I pulled off the main road and down the long dirt driveway, fuming once again just thinking about the knot that had formed in my stomach when he had asked that question. Aaron was a topic of conversation that was off-limits with anyone, except Gus and my inner self. When I pulled up closer to the house and saw him looking for something in the back of his truck, I debated on whether I should wait to make my exit and carry my bags inside. After a few minutes of sitting in my Jeep, I realized how silly I was being. I had made it clear to him out on that dock to mind his own business. He would have to be totally stupid to ask any more questions of me.

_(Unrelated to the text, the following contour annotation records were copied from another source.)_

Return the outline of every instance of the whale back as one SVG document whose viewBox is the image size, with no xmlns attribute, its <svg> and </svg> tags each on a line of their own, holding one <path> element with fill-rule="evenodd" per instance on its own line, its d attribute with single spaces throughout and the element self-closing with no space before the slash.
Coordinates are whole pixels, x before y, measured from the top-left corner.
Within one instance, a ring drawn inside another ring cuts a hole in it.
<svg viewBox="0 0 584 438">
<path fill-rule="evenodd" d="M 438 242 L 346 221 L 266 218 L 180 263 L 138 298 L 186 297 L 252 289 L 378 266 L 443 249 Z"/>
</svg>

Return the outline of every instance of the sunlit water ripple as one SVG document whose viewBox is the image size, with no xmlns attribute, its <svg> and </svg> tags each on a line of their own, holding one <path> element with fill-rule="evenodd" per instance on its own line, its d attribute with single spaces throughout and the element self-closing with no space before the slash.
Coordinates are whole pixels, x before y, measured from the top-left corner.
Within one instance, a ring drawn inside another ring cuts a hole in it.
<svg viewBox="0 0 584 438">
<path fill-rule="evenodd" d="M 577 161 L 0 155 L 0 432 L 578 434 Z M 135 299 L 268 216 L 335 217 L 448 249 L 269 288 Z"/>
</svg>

I hopped out, and just like I had thought, he had learned his lesson, not even lifting his head at the closing of my Jeep door. As I walked around to get my bags out of the back seat, I couldn’t help but notice him now sitting on the tailgate of his pick-up truck with a blood soaked towel wrapped around his hand. I paused for a moment, wondering if I should check if he was okay. Stop it, Lacey! You mind your business and he’ll mind his. I grabbed one of the bags and caught another quick glimpse of him applying pressure to his hand. If there was one thing I hated, it was seeing others in pain. It was something I had identified with even more within the past two years. Carrying my bag, I cautiously approached his truck.